Kodiak National Wildlife Refuge bird biologist Robin Corcoran said there are a few colonies on the island, but they’re less than 200 birds.

Corcoran said the refuge first started receiving reports in April and May about a handful of murre die-offs.

“They were showing up in places where people don’t normally see them. These are birds that are usually pretty far off shore,” she said. “We were getting all these reports of them being seen close to shore, foraging.”

Corcoran said more and more reports of dead birds started coming in August. She said some beaches have a large number of carcasses; there are over a hundred on the shores of Pasgashack.

She said she doesn’t know what could have caused the deaths, but it could be related to the birds’ inability to catch fish because they’re currently going through a flight feather molt stage.

“They spend about 70 days where they can’t fly, and so the die-off seems to coincide with this flight feather molt where they’re flightless and it might be that they don’t have the mobility to move to locations where they can find the forage fish,” Corcoran said,

Making things worse is that the birds are in a mostly unfamiliar territory.
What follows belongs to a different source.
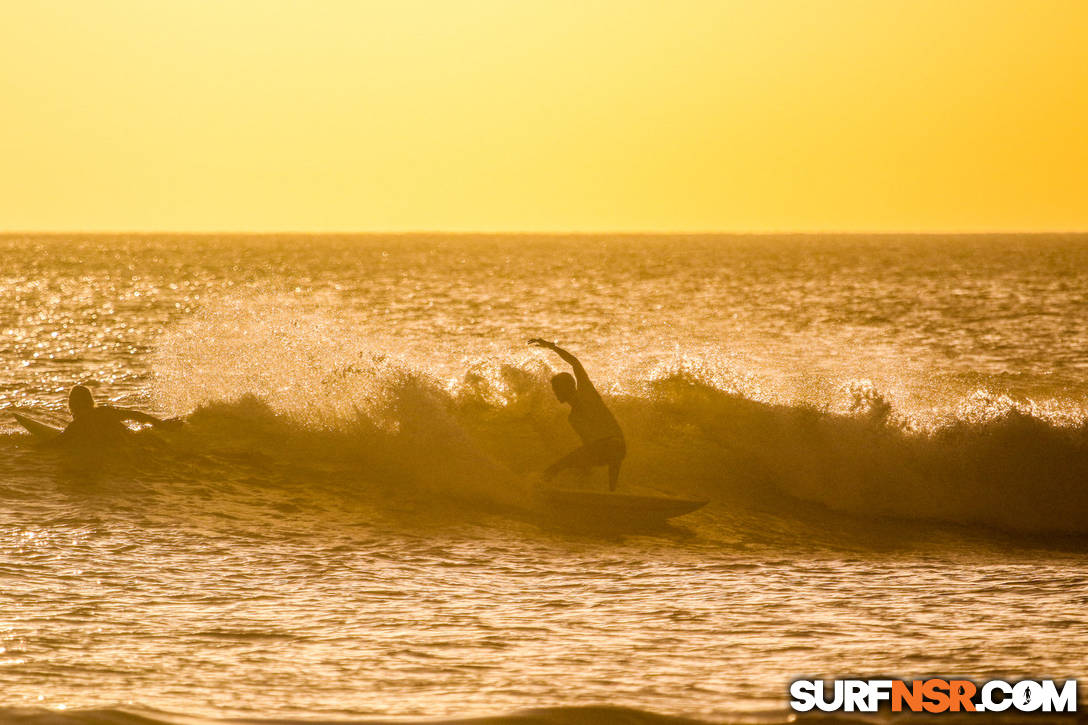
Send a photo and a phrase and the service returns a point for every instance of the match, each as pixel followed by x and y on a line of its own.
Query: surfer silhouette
pixel 602 439
pixel 100 425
No one knows why they’re congregating on Kodiak Island. Corcoran hypothesizes that colony abandonment in other areas could be a factor.

Corcoran said 2012 the last year they saw a major bird die-off, that time of both murres and grebes in January through March. They collected carcasses and sent them to the National Wildlife Health center in Madison, Wisconsin, where they ruled starvation as the cause of death.

The carcasses they’ve sent this year have been emaciated. Corcoran said the murres’ plight it could be connected to recent whale die-offs.

“[We’re] looking into the possibility of harmful algal blooms. … It could be related to the warm ocean temperatures having an impact on forage fish populations,” she said.

Corcoran said refuge survey data indicates that several other bird species’ numbers have declined, like the pigeon guillemot and the marbled murrelet. She said she’s read about the die-off reaching Homer, as well as along the Alaskan Peninsula and into the Aleutians.